Chico Martins, ou o «camarada Campos» - pseudónimo da clandestinidade - liderou a crítica pela esquerda ao PCP no período mais duro da resistência à ditadura. Nos anos sessenta apoiou as críticas chinesas à União Soviética e fundou o CMLP (Comité Marxista-Leninista Português). Em 1964, escreve «Luta Pacífica ou Luta Armada» um texto de oposição ao «Rumo à Vitória» de Álvaro Cunhal, defendendo a luta armada como estratégia de combate ao salazarismo. Suas posições expressavam a necessidade da radicalização da luta contra o regime de Salazar, após a candidatura de Humberto Delgado e o início da guerra colonial, no contexto mundial da vitória da revolução cubana, da derrota da França na guerra da Argélia, e da escalada da guerra no Vietnam. Visitou Moscovo e Pequim. Em 1964, ao lado de João Pulido Valente e Rui D’Espiney cria a Frente de Ação Popular (FAP) e o Comité Marxista-Leninista Português (CMLP), com o objectivo de refundar o Partido Comunista. É preso de novo em 1966, condenado a 19 anos de prisão.
Depois do 25 de Abril, o CMLP se unirá à Organização Comunista Marxista-Leninista Portuguesa (OCMLP) e à União Revolucionária Marxista-Leninista (URML) e constituirão o Partido Comunista Português Reconstruído PCP(R), uma organização que se mantém na clandestinidade, da qual a União Democrática Popular (UDP) será a frente eleitoral. Francisco Martins Rodrigues alimentou divergências programáticas com o estalinismo desde 1976 e foi expulso tanto do PC(R) como da UDP, em 1983. Liderou a formação da Organização Comunista Política Operária em 1984 e assumiu, desde então, a tarefa de director da Revista mensal Política Operária. Manteve nas últimas décadas relações amistosas com os militantes que se reivindicam da Liga Internacional dos Trabalhadores (LIT)-Quarta Internacional.

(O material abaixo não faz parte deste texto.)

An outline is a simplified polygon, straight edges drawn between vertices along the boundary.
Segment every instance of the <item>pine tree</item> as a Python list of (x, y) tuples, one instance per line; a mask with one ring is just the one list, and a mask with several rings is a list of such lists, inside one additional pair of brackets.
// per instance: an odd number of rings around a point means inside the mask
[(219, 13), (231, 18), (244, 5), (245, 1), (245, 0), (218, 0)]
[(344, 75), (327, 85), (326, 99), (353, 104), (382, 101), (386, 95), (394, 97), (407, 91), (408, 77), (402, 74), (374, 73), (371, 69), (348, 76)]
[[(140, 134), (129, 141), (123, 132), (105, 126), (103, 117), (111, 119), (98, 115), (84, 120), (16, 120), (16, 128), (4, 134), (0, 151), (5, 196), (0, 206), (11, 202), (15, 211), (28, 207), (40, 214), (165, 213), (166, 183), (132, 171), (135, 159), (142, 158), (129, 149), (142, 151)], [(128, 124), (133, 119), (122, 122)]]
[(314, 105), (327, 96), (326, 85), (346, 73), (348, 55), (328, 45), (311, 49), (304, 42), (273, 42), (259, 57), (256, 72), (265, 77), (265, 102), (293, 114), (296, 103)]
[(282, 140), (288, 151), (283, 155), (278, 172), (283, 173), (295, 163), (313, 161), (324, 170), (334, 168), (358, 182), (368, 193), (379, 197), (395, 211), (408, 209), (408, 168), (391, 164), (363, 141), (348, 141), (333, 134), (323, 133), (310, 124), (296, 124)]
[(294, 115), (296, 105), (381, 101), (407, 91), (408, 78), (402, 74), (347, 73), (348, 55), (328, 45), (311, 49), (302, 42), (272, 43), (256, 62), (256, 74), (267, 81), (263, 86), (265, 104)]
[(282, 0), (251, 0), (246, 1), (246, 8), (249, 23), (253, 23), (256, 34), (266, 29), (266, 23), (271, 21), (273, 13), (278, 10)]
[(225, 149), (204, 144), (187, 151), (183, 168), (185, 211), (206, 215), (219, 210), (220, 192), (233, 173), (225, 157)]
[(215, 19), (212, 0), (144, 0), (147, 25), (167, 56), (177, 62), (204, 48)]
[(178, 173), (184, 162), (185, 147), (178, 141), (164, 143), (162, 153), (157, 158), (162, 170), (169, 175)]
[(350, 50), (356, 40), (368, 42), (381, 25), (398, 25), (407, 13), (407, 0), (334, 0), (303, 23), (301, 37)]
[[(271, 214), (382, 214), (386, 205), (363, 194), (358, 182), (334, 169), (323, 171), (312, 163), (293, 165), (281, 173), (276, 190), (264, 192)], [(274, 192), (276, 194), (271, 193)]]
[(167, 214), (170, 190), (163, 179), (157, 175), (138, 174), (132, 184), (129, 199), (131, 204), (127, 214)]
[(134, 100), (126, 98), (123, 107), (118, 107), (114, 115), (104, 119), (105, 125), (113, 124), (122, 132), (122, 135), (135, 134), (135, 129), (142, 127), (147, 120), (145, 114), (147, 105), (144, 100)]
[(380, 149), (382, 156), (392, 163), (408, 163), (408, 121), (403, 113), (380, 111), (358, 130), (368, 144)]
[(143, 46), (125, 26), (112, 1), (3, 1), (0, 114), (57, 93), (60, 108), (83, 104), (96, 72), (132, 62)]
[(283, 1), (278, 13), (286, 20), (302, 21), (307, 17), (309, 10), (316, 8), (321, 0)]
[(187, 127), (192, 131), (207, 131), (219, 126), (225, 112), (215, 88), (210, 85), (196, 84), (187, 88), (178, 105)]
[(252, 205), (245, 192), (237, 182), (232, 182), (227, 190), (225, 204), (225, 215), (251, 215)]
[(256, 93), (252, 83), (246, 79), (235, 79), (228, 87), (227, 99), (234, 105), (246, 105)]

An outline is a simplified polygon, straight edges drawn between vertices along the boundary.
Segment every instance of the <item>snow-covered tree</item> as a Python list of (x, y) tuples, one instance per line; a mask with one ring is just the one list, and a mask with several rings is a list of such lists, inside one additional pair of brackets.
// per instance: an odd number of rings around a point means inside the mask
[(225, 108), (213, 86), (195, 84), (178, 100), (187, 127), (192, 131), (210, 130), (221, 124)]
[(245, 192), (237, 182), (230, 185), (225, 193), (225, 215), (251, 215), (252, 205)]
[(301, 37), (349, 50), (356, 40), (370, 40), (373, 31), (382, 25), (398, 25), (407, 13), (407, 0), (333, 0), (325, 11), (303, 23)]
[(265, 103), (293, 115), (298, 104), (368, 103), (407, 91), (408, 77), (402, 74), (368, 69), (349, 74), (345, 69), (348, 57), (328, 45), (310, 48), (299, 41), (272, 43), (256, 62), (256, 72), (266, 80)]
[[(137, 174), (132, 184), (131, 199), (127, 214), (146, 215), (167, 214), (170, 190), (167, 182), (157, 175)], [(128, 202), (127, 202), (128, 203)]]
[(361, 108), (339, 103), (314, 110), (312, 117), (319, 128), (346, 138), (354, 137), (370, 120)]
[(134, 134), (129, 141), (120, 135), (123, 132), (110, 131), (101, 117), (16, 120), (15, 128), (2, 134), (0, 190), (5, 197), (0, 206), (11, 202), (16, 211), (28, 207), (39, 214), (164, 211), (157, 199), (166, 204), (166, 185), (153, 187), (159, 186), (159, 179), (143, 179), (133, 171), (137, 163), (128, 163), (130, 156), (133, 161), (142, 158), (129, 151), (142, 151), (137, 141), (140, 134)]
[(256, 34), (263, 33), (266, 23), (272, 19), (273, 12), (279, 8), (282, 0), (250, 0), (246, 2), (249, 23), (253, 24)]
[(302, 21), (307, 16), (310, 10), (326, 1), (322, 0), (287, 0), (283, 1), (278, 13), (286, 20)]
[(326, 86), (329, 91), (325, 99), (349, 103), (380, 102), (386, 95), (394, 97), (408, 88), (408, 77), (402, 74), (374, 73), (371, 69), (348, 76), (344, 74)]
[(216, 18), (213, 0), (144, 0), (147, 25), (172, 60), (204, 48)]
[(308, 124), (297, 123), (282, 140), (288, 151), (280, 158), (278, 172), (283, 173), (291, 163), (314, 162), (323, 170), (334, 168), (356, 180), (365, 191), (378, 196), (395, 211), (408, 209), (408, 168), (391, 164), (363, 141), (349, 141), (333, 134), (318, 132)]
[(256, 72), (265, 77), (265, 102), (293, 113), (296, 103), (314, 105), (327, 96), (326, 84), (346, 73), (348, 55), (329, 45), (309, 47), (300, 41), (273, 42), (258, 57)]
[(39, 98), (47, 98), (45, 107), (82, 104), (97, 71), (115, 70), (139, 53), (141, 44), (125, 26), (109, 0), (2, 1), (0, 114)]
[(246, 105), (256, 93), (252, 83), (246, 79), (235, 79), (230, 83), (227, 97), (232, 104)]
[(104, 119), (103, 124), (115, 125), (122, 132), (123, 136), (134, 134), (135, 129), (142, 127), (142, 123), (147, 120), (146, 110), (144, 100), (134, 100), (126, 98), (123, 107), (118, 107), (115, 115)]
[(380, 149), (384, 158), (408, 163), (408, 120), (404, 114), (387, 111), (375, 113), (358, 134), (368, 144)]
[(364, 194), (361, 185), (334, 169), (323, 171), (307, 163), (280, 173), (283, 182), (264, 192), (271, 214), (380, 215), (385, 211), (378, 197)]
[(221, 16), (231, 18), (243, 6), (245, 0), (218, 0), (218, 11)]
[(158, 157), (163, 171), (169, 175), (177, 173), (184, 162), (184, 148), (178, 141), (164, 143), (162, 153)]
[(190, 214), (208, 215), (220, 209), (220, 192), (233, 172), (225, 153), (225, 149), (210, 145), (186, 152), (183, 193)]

O destino de quem escreve se uniu ao de Chico Martins quando, em 1966, ainda uma criança de nove anos, fui viver em Lisboa, acompanhando minha mãe que tinha sido transferida pelo Itamaraty para Portugal, e meu primeiro amigo de escola primária, na quarta série, foi o Pedro. Ele era o filho mais velho de Chico Martins. Dizem, das amizades da infância, que são inquebrantáveis. Algumas, no entanto, são insubstituíveis. Só voltei ao Brasil em 1978. Nossa estreita amizade naqueles anos nos levou à descoberta comum, talvez muito precocemente, da militância. Foi ao lado de Pedro, seguindo-o, que me uni ao movimento do secundário, e foi sob a influência militantes da CMLP que descobri o marxismo.

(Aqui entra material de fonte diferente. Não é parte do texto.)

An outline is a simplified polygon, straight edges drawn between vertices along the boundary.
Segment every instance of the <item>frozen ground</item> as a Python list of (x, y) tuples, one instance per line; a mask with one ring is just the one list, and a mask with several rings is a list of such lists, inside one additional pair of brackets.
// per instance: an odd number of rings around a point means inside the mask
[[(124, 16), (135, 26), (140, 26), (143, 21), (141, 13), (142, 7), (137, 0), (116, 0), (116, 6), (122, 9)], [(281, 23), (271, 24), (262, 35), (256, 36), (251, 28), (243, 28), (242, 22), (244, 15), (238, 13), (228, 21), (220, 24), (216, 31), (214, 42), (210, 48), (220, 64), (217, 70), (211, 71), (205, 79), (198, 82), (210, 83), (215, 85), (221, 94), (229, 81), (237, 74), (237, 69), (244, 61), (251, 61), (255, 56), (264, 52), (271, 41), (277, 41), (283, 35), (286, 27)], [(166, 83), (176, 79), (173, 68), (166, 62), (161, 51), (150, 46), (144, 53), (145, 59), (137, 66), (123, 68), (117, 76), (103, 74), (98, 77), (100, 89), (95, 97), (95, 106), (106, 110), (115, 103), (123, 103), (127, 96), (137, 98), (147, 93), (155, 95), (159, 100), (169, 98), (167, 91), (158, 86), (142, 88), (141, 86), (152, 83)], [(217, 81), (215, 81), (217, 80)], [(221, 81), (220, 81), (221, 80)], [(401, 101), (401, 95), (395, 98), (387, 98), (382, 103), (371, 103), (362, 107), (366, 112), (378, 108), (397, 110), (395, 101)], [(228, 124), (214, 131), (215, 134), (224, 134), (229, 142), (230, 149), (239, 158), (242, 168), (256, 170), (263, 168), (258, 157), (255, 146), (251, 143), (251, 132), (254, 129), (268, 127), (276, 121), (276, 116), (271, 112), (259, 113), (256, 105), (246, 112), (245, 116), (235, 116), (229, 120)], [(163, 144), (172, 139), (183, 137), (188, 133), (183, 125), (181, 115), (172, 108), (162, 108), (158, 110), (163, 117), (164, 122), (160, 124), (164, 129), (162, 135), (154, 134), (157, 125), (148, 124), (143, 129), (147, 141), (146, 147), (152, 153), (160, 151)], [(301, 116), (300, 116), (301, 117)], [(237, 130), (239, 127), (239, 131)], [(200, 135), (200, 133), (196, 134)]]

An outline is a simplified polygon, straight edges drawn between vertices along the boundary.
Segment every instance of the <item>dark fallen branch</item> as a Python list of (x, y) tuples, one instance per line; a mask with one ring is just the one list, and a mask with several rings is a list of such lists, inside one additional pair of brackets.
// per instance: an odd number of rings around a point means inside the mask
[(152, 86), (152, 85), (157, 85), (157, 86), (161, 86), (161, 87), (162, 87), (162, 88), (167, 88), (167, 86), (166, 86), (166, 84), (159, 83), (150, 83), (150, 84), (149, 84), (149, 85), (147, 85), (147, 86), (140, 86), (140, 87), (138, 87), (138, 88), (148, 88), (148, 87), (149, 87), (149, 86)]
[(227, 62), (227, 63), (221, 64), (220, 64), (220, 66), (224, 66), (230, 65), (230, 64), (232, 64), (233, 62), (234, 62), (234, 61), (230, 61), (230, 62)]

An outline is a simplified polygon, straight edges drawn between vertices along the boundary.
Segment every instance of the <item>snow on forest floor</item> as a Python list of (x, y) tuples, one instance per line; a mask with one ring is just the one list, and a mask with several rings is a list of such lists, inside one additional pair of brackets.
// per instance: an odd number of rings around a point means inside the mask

Ensinaram-me, também, sobre a valentia e a honra, pelo exemplo, tudo o que havia por aprender. Nos últimos anos, mantive uma correspondência cordial com Chico Martins. Foi, para mim, motivo de imenso orgulho que ele tenha considerado útil publicar alguns artigos meus na Revista Política Operária. Escrevo estas linhas com o coração apertado. Chico Martins passou doze anos de sua vida na prisão, e outros tantos anos na clandestinidade. Mas, nunca perdeu a jovialidade. Não se deixou vencer pela amargura. Recomeçou a militância organizada, em condições especialmente difíceis, mais de uma vez. Não tinha receio de corrigir suas posições. Sabia que a capacidade de auto-crítica não diminui um revolucionário, ao contrário, o engrandece. O mundo ficou um pouco menor sem ele.